In Warhead, the player steps into the rather flattering nano-suit of Raptor Team's Sergeant "Psycho" Sykes, a comrade of the previous game's protagonist, "Nomad." Starting at roughly the halfway point of the original and running parallel to its story, Psycho spends most of his time on the other side of the island, helping U.S. Forces battle the North Korean People's Army (KPA), eventually pursuing the dastardly Colonel Lee as he attempts to capture a strange piece of alien hardware. And as befitting of an expansion pack with further sequels on the docket, Warhead ends with more questions than answers, which will undoubtedly be addressed in coming portions of Crytek's planned trilogy.
Given that Warhead's engine optimizations are a key selling point, it's important to regard technical performance. Running the game on my personal rig, which handled the original on "High" settings at a playable frame rate of 20-25fps I didn't detect any particular improvements in Warhead's performance over Crysis. Perhaps this is due to my machine not meeting the specs for which Warhead was optimized, but in the end I played the game on "Gamer" settings without much trouble besides some draw-in at the level beginnings and large drops during the chase sequences..

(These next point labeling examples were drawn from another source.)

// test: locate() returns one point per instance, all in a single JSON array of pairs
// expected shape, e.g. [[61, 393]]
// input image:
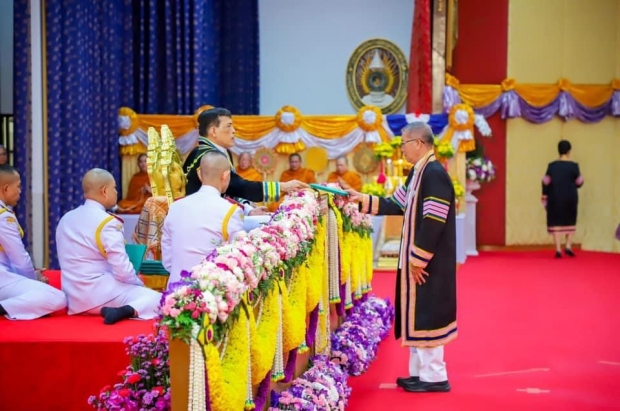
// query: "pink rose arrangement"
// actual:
[[216, 286]]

Warhead's single-player campaign is superior in almost every way to Crysis'. Pyscho's Jason Statham-esque performance drips with personality, both in cutscenes and radio interaction with friend and Raptor Team washout Sean O'Neill. During the campaign he also gets to hook up with a team of fellow nano-suited soldiers, see (and participate in) frequent engagements between KPA troops and alien forces, and, most importantly, not have to bounce around in a boring alien spaceship. All in all, Psycho had a lot more fun on the island than poor Nomad.
Each encounter is loaded with enemies and opportunities to vary tactics and approaches. Warhead's prime gimmick is, of course, the nano-suit, a special uniform that grants its user a variety of superpowers, including rapid Speed Mode dashing, Strength Mode-assisted high jumps, and an infinitely useful invisibility cloak. The superpowers really do give a feeling of omnipotence and great tactical freedom, and thankfully the game's level design allows for ample opportunity to explore that. You can use Strength mode to clamber to a high sniping spot atop a normally inaccessible roof, use Speed mode to dodge an alien's beam attack, or switch on your Cloak to sneak up behind an unsuspecting guard, grab him by the neck, and fling him off a cliff. That last bit never gets old.